Вот-вот, пусть держит свое сокровище подальше: во время танцев как слон наступает на ноги, а рот открывает, чтобы в лучшем случае пересказать передачу “С добрым утром!” двадцатилетней давности. С младенчества, наверное, запала в душу.
Мы уходили, и в передней... Алеша поцеловал мне руку. “Вы позволите вам звонить?”— услышала я и кивнула. А сегодня сообразила, что он не знает номера моего телефона. Ну что ж, сказка кончилась, наступают суровые трудовые будни. Муж с утра пораньше куда-то сбежал, сказав, что “будет поздно”. Так что жизнь продолжается. Но я впервые в жизни была счастлива в новогоднюю ночь...
Март. Я ошиблась. Жизнь продолжается, но совсем не так, как представлялось в начале года. Даже дневник некогда было открыть, так что сейчас восстанавливаю события по памяти. Вечером, под старый Новый год сидела дома одна — муж утек играть в свой обожаемый преферанс. До этого две недели по поводу и без повода намекал, что “некоторые напрасно зарывают свой талант шансонье в землю и служат неизвестно кем непонятно где”. Дружелюбно объяснял, что пить надо поменьше, особенно если человеку под тридцать, и не выставлять себя на посмешище, пытаясь соперничать с куда более красивыми и молодыми женщинами.
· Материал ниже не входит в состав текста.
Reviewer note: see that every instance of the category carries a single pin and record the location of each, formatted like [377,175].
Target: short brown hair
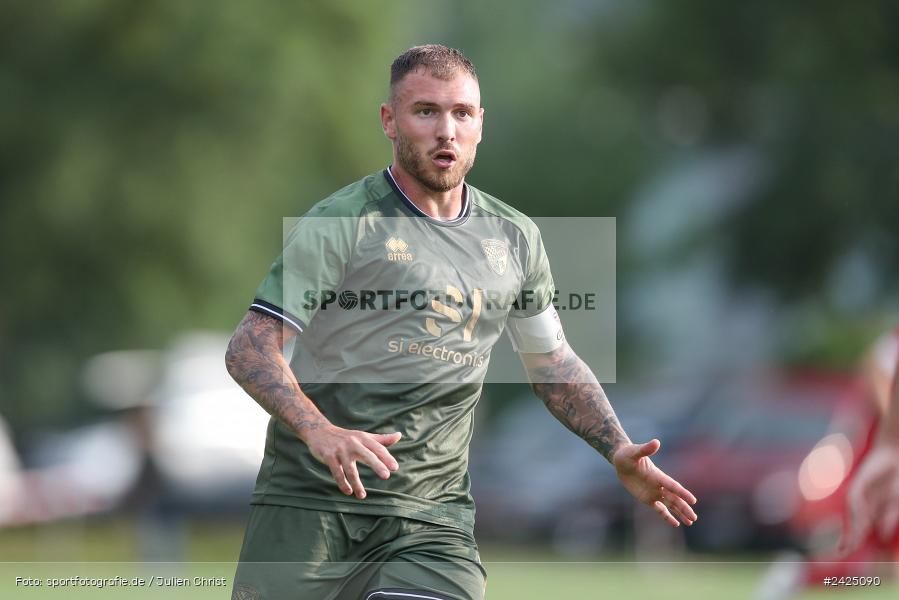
[441,62]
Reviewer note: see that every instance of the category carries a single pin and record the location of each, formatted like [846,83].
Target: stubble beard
[417,166]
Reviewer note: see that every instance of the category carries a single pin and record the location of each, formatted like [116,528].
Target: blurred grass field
[111,548]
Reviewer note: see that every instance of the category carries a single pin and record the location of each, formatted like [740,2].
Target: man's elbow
[233,357]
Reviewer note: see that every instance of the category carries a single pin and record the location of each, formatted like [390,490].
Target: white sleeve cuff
[538,334]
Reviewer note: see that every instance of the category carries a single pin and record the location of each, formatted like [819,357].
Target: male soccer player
[427,272]
[872,502]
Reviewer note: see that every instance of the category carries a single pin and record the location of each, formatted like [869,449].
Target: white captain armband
[538,334]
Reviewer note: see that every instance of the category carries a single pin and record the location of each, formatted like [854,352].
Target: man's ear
[481,128]
[388,124]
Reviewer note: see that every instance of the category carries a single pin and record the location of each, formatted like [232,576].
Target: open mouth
[444,158]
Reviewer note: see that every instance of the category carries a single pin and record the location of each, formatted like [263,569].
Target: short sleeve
[534,325]
[313,262]
[538,289]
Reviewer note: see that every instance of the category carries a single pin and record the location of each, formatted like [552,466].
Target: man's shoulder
[354,199]
[491,205]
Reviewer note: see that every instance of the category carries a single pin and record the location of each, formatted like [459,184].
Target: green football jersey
[397,314]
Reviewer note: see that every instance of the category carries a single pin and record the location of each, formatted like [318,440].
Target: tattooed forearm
[572,394]
[255,361]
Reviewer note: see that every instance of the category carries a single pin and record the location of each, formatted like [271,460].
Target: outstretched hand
[872,501]
[651,486]
[340,449]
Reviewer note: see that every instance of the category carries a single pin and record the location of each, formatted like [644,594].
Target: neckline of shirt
[461,218]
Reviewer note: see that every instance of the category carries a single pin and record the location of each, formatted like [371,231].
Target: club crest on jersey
[397,250]
[497,255]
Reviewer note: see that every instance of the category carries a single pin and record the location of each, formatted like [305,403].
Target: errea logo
[396,250]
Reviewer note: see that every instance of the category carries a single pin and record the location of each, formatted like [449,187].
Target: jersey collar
[461,218]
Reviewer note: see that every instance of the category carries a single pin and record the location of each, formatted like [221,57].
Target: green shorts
[298,554]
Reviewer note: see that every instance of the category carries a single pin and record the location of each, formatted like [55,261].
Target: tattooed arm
[572,394]
[255,360]
[570,391]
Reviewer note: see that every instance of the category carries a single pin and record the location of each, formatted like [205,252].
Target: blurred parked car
[737,442]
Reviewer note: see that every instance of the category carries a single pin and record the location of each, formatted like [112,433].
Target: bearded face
[435,127]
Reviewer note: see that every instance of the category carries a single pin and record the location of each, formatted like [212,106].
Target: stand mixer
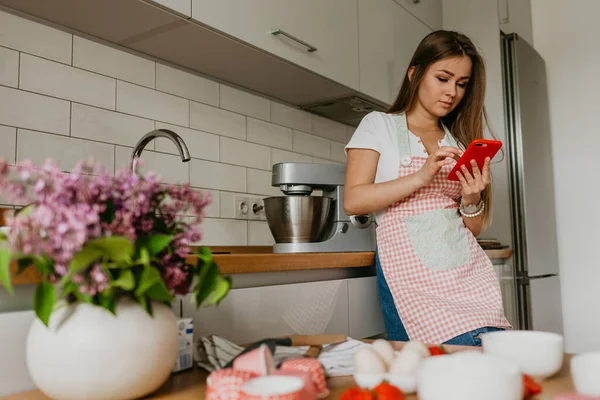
[301,223]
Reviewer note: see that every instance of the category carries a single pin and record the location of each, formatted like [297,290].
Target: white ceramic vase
[87,353]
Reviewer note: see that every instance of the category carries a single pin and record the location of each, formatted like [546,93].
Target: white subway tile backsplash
[115,63]
[245,154]
[200,144]
[328,129]
[317,160]
[186,85]
[8,140]
[214,120]
[224,232]
[259,182]
[213,210]
[33,111]
[269,134]
[244,103]
[290,117]
[108,99]
[58,80]
[148,103]
[227,204]
[169,167]
[305,143]
[108,126]
[337,152]
[31,37]
[212,175]
[66,151]
[9,67]
[259,234]
[278,156]
[349,132]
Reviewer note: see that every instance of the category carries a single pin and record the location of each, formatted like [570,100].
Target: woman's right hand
[435,162]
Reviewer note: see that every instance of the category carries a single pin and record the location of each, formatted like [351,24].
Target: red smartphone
[478,150]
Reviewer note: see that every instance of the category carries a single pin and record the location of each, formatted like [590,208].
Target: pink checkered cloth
[436,305]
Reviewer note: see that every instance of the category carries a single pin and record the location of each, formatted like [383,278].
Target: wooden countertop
[191,384]
[256,259]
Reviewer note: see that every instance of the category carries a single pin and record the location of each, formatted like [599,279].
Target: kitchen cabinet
[324,33]
[388,37]
[251,314]
[507,288]
[427,11]
[183,7]
[365,315]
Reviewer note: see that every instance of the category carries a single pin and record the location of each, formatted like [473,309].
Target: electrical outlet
[241,207]
[256,209]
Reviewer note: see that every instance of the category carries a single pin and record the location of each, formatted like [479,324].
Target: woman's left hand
[473,184]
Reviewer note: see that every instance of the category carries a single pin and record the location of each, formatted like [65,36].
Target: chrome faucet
[150,136]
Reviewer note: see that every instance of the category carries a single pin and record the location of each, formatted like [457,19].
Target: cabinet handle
[303,43]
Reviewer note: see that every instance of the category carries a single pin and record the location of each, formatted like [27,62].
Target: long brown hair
[468,120]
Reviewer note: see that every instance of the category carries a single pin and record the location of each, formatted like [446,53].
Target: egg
[406,363]
[385,350]
[368,361]
[416,346]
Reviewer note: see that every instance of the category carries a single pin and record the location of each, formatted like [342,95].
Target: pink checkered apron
[442,281]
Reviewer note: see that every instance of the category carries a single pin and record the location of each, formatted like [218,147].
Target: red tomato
[385,391]
[356,393]
[530,387]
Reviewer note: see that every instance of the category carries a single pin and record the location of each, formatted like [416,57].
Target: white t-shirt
[379,131]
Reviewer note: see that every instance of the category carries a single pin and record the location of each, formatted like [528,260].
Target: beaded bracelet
[480,208]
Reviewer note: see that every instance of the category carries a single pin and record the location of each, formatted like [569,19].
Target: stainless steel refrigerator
[531,183]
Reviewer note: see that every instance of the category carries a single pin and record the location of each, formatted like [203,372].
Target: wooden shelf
[258,259]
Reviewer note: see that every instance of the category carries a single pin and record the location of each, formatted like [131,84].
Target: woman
[436,284]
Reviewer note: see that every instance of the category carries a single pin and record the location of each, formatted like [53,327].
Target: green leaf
[83,297]
[146,304]
[156,243]
[149,277]
[221,290]
[24,263]
[81,260]
[43,264]
[107,301]
[159,292]
[117,248]
[207,282]
[125,281]
[5,271]
[144,257]
[43,301]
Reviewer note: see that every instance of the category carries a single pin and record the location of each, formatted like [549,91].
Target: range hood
[148,30]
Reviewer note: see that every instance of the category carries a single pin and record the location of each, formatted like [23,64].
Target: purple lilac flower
[68,211]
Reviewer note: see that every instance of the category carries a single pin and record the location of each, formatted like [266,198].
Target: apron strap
[451,141]
[403,140]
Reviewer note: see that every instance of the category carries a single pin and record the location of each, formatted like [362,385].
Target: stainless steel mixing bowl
[297,219]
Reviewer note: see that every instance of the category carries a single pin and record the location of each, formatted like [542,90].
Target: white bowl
[538,354]
[368,381]
[469,375]
[408,384]
[585,370]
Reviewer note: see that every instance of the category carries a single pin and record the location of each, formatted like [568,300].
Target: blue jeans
[394,326]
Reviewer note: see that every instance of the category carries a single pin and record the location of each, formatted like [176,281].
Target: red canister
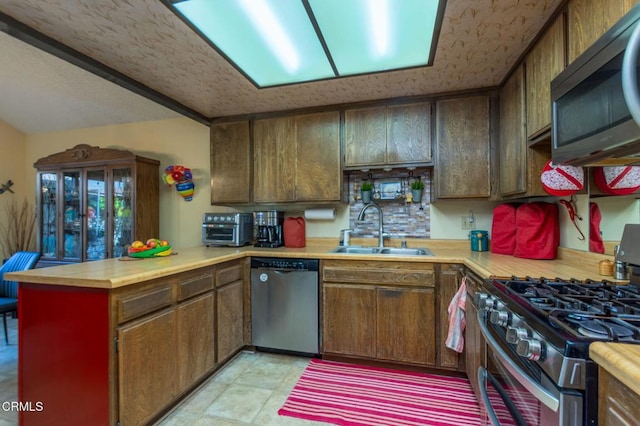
[294,232]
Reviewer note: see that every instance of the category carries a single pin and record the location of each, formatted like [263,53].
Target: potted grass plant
[417,186]
[366,189]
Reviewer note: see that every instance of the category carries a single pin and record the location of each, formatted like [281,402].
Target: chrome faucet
[380,230]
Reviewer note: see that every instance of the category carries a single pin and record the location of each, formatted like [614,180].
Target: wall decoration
[180,176]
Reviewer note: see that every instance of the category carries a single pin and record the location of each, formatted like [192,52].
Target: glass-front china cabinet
[93,202]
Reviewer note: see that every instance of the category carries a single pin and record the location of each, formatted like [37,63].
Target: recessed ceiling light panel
[277,42]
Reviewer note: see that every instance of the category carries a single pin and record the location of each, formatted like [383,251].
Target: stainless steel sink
[383,250]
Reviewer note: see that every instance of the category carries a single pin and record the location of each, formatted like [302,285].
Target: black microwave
[593,99]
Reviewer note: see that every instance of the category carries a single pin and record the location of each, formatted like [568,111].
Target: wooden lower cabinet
[147,367]
[618,404]
[342,303]
[401,334]
[394,304]
[230,284]
[195,339]
[448,282]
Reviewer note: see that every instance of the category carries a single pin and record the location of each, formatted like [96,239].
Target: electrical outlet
[465,224]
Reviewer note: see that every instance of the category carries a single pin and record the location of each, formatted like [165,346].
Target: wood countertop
[621,360]
[114,273]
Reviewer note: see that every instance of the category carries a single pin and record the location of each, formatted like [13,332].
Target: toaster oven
[227,229]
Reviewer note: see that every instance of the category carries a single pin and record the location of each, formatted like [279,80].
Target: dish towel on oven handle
[457,322]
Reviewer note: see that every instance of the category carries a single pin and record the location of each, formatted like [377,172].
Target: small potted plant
[366,189]
[416,190]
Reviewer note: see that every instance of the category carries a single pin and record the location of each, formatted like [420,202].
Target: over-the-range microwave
[591,119]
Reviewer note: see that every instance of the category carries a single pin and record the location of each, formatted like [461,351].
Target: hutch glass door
[48,214]
[122,205]
[96,215]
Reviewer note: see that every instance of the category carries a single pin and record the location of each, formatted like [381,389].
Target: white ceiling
[479,43]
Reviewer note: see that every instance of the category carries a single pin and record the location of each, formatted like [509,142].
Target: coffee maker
[269,228]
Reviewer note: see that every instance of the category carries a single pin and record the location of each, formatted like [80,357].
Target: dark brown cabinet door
[274,159]
[147,367]
[365,136]
[409,134]
[512,141]
[462,168]
[196,343]
[317,169]
[230,311]
[401,333]
[230,163]
[341,333]
[545,61]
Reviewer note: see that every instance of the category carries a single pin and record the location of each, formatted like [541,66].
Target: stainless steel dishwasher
[284,304]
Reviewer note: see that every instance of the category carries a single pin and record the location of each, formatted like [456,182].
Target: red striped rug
[354,395]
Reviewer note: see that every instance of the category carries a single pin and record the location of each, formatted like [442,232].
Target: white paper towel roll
[320,214]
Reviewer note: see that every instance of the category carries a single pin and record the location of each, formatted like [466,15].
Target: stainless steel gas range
[537,333]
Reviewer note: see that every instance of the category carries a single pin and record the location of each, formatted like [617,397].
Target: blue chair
[20,261]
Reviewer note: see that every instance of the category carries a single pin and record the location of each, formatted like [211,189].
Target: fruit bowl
[154,252]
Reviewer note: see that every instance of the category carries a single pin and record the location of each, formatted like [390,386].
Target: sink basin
[356,250]
[406,251]
[383,250]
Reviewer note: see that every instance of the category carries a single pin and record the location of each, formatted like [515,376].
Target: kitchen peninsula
[122,341]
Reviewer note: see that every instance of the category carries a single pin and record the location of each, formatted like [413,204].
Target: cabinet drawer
[379,276]
[229,274]
[136,305]
[192,286]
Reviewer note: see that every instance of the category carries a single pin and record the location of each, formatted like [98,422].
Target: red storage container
[294,232]
[537,231]
[503,229]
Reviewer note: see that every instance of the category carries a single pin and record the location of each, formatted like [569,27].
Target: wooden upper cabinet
[409,134]
[545,61]
[365,136]
[318,173]
[388,135]
[589,19]
[274,159]
[230,163]
[463,133]
[512,145]
[297,158]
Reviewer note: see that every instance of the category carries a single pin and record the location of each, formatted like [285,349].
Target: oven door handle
[483,377]
[529,383]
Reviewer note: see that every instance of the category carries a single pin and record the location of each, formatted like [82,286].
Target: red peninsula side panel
[63,355]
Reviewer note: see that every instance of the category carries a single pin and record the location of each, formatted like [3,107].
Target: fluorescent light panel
[274,42]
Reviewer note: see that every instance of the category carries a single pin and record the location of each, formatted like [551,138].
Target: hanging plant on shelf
[416,190]
[180,176]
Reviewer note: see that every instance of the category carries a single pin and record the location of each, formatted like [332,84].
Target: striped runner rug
[355,395]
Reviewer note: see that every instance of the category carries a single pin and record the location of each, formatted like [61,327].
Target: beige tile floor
[249,390]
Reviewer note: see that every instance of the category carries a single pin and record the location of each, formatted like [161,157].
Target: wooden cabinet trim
[194,286]
[229,275]
[379,276]
[136,305]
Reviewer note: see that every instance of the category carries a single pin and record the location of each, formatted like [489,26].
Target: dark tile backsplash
[402,219]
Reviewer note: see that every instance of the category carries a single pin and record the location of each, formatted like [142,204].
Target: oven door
[519,393]
[221,234]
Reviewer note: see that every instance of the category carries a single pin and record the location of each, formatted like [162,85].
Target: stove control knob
[499,317]
[515,334]
[481,300]
[529,348]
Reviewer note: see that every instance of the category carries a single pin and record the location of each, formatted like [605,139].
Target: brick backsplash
[401,219]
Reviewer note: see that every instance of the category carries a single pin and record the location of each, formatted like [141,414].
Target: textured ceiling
[479,42]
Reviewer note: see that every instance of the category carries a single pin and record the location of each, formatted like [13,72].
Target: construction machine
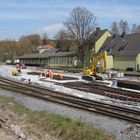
[92,73]
[15,72]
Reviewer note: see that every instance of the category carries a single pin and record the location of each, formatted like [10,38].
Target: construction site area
[110,100]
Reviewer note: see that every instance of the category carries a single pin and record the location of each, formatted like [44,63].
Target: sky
[25,17]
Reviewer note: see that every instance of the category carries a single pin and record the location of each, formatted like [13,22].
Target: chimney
[97,30]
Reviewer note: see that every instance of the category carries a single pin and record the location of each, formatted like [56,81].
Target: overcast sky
[24,17]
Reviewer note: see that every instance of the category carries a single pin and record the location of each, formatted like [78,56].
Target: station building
[124,50]
[50,57]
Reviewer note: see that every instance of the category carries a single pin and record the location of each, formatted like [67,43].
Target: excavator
[91,73]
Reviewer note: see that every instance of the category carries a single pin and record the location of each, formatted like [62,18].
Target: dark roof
[96,35]
[126,45]
[48,54]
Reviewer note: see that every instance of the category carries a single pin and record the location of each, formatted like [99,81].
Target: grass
[59,126]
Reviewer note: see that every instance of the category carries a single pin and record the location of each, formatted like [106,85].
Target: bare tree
[80,25]
[114,28]
[134,28]
[138,29]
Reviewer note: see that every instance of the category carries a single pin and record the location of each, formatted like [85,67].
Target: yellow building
[125,50]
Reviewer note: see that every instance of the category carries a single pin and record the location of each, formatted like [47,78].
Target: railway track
[104,90]
[72,101]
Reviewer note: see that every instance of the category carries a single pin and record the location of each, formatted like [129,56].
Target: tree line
[10,49]
[80,24]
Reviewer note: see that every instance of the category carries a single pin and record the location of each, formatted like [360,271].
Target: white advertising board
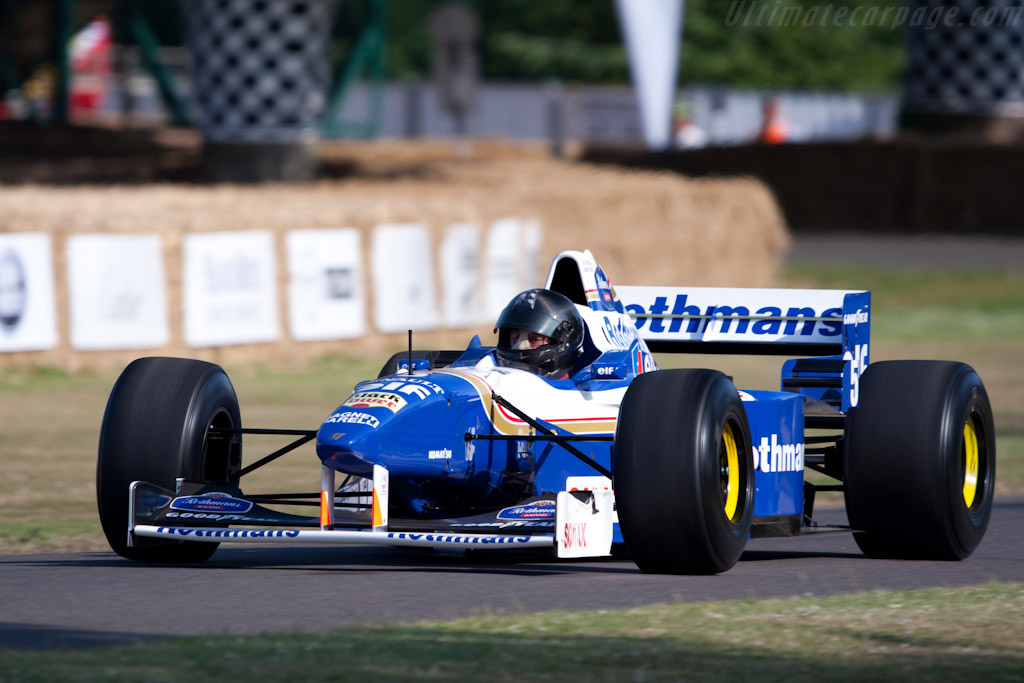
[504,272]
[403,279]
[117,292]
[326,296]
[230,289]
[28,312]
[460,269]
[651,30]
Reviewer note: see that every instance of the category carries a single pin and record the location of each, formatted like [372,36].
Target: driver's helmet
[540,331]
- Вот Рая, жена твоего кавалера,— заканчивал каждый раз муж свои “разборки”,— олимпийская чемпионка по бегу, мастер спорта, танцует, как бабочка порхает, говорит — заслушаешься... Учись.
За годы нашей супружеской жизни я научилась отмалчиваться, а половину нотаций мужа пропускать мимо ушей. Но все равно было обидно. Конечно, не мастер спорта, не красавица. Ну и что теперь — вешаться? Мелькала мысль пойти и завербоваться куда-нибудь на Северный полюс или в Центральную Африку, чтобы там никто не пилил и не нудил. Да куда уж мне!
Так вот, вечером 13 января раздался телефонный звонок. Не первый за этот день. Звонили родственники, звонили знакомые и я бы покривила душой, если бы сказала, что “сразу почувствовала" Ничего я уже не почувствовала, кроме раздражения: посуда не домыта, в ванной работает стиральная машина, пылесос капризничает, по телевизору в кои веки показывают один из моих любимых фильмов, а я, как нанятая, бегаю к телефону.
— Добрый вечер,— услышала абсолютно незнакомый голос. - Поздравляю вас, желаю вам всегда оставаться такой же молодой и прекрасной...
— Спасибо,— машинально отреагировала я, соображая, что человек явно ошибся номером.— А кто вам собственно нужен? Поздравляю вас тоже, кстати.
— Спасибо. Мне нужны вы. Мне нужно, чтобы вы улыбнулись, чтобы у вас заблестели глаза, чтобы жизнь стала для вас прекрасной...
— Кто это?
— Мне нужно, чтобы вы каждое утро просыпались с улыбкой и думали о чем-то хорошем. Чтобы у вас все получалось в жизни. Чтобы вам хотелось петь всегда, а не только в праздники...
— Алеша,— шепотом выдохнула я и почувствовала, что сердце, как в юности, затрепыхалось, застучало, рванулось.— Это вы, Алеша?
— Так вы меня помните?..
На следующий день он ждал меня около выхода с моей работы...
И понеслось, и закружилось, и завертелось... Мне трудно описывать события хотя бы потому, что... ничего, собственно говоря, не происходило. То есть в общепринятом понимании этого слова. Не было “современного романа”. Мы встречались раз или два в неделю. Алеша всегда приносил цветы — хоть одну розочку. Мы гуляли, если позволяла погода — или заходили в какое-нибудь кафе в центре Москвы и сидели там. Мы ходили в кино — хотя я не помню, какие фильмы там показывали. И главное — мы разговаривали. Ни о чем — и обо всем. А когда не виделись — я писала стихи. Чтобы отдать их Алеше при следующей встрече. И чтобы в очередной раз увидеть его заблестевшие глаза, почувствовать его губы на своей руке и услышать:
- Вы чудо, Ланюшка. Вы самая удивительная женщина, которую я когда-либо видел. Для меня каждая встреча с вами — глоток родниковой воды.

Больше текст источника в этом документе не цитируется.